White nationalist Jason Lee Van Dyke -- who co-authored a legal brief to the U.S. Sixth Circuit Court of Appeals against marriage equality and invoking the long held "western cultural beliefs" including execution of gay people -- is offering weapons and self defense training for the LGBT community.

"Also, as this class is officially being hosted by a 501(c)(3) organization (Texas Marksmen, Inc.), there will be no discrimination as to who is permitted to take the class," Van Dyke wrote in a Facebook event posting over the weekend. "What this means is that, although we are marketing this opportunity only to the LGBT community, anyone who is legally permitted to take the course that wishes to attend will be welcome."

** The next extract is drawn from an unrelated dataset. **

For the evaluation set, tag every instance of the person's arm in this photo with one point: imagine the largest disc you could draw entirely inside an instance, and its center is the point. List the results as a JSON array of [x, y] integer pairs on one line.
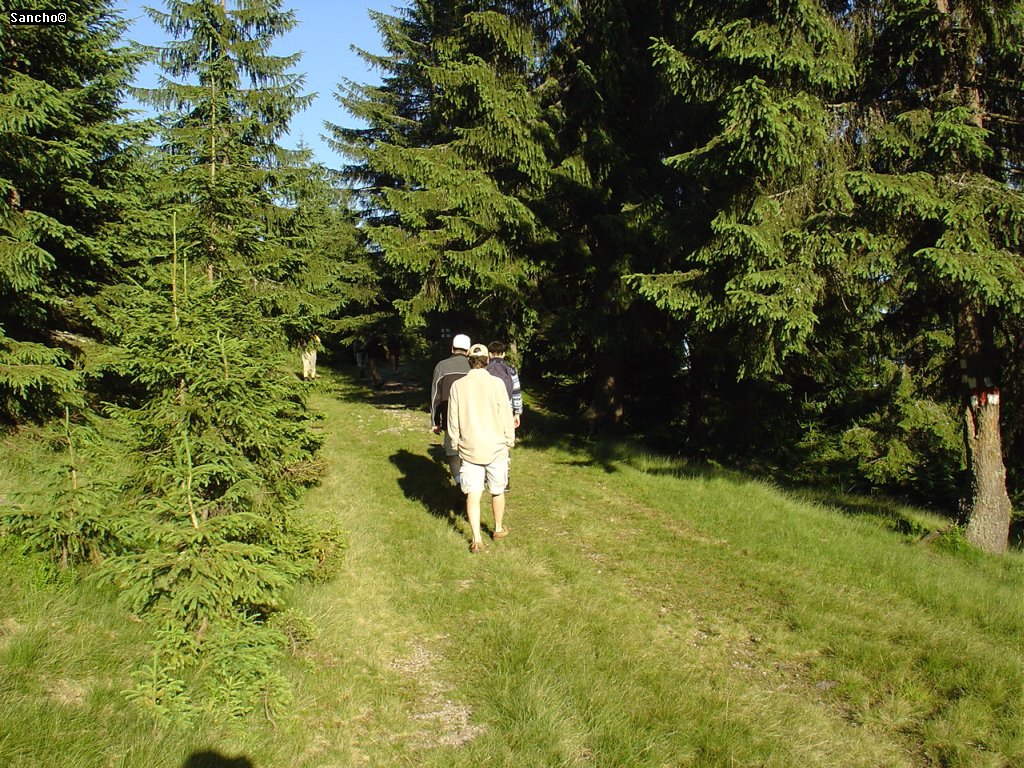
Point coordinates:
[[516, 397], [506, 419], [453, 425], [435, 417]]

Van Dyke was the legal advisor for the Young Americans for Freedom Michigan State University chapter when that group was listed by the Southern Poverty Law Center as a hate group. It was listed as such for extreme anti-immigrant, anti-Islam, anti-Semitic, racist and homophobic programming. Van Dyke was not a student at the time -- he'd been booted out of MSU for a gun charge. He attempted to have his court record in 54-B District Court expunged, but part of the record -- the register of actions -- remained in the computers. BTL obtained this document which shows Van Dyke faced domestic violence charges as well as weapons charges. The record shows the domestic violence charge was dropped and he was found guilty on the gun charge.

Philip Rodney Moon has been monitoring the activities of Van Dyke and others from that hate group since it veered from conservative political postures to white supremacy ideology and events.

"Van Dyke has shown himself to be homophobic, far beyond the usual tone seen in mainstream conservative conversation," said Moon. "He's freely used offensive speech against LGBT opponents and partnered with the white nationalist group Traditionalist Youth Network to oppose marriage equality in 2014. Van Dyke's outreach is not done with the interests of the LGBT community in mind."